For me, I need the crock pot time, and I also need humbling. I need the slow formation, and I also need to lay down my pride.

· · ·

Grounded Practices That Can Move You Forward

Here are a few practices that can move you toward the next growth curve without forcing it.

Five things worth trying

  • Name the plateau. Stop calling it "failure." Call it what it is — a season of consolidation and formation. Labeling the plateau accurately reduces panic. Others may help you with insights on what's going on.
  • Choose one faithful basic. Plateaus are often broken by boring faithfulness — sleep, prayer, Scripture, exercise, honest conversations, finishing what you start.
  • Ask for help sooner than you want to. Pride delays help. Humility gets coaching, counsel, and prayer. Don't wait until you're desperate. As we say in our family: "Smart people get help."
  • Let God search the pride. Pray something like Psalm 139: "Search me… and lead me." Ask: "Lord, what am I protecting? What am I refusing to admit?"
  • Stay long enough to learn. Some people leave every plateau early — change jobs, churches, relationships, plans — anything to avoid the slow work. Sometimes leaving is right. But don't confuse motion with maturity.

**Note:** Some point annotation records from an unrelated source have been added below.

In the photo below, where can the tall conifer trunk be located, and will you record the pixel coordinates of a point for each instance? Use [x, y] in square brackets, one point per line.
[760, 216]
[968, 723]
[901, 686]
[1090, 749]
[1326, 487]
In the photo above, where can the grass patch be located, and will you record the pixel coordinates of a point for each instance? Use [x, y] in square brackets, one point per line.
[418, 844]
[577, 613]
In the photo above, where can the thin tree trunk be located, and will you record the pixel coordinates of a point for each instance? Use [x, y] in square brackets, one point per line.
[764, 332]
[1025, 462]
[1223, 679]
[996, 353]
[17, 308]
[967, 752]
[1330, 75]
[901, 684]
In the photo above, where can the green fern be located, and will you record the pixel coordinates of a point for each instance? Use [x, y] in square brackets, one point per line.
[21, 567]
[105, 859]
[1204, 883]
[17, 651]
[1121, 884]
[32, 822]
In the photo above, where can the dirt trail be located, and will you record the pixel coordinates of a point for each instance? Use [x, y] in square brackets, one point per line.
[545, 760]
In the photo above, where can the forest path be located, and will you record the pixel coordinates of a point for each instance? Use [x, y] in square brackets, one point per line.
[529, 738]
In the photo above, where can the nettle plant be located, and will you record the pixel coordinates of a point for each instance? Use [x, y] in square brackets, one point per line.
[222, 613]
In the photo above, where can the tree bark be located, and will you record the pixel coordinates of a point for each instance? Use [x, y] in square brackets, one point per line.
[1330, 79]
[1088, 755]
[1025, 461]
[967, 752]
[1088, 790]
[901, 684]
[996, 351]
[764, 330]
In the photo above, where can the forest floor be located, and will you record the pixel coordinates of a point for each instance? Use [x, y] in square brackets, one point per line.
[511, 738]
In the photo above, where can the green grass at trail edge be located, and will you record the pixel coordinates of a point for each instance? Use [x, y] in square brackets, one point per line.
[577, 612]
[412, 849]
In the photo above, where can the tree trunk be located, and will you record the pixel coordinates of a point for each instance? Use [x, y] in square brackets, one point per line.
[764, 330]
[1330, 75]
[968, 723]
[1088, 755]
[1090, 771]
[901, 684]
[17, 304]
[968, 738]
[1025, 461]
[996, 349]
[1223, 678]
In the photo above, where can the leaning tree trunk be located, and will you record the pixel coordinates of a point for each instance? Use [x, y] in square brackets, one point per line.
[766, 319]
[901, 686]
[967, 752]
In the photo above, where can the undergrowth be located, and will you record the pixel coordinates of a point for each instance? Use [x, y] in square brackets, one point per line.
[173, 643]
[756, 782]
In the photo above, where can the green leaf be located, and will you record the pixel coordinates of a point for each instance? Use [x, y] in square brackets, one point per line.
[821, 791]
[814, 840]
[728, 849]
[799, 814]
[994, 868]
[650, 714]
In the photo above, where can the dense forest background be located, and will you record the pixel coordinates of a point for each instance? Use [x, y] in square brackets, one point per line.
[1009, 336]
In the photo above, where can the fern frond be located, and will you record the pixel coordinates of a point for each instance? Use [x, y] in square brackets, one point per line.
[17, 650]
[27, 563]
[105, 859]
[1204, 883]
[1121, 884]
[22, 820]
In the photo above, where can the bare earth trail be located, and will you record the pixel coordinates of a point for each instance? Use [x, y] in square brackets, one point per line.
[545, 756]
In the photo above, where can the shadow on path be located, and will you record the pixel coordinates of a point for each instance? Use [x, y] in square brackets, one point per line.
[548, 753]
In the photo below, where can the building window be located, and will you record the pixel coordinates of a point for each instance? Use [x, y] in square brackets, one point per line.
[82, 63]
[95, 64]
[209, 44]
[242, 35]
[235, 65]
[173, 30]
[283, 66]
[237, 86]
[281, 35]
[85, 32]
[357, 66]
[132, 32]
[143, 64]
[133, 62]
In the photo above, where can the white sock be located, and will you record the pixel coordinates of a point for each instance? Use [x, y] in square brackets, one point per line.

If you are on a plateau right now, you may be closer to growth than you think.

A plateau can be a sign that something new is being prepared. Roots are going down. Muscles are being strengthened. Motives are being purified. Pride is being exposed. Wisdom is being formed.

In the kingdom of God, hidden work is real work.

So don't despise the flat line. Ask what it's for.

And if you're willing to endure the crock pot time, and accept the humbling you'd rather avoid, you may find the next rise comes — not by forcing it, but by becoming the kind of person who can carry it.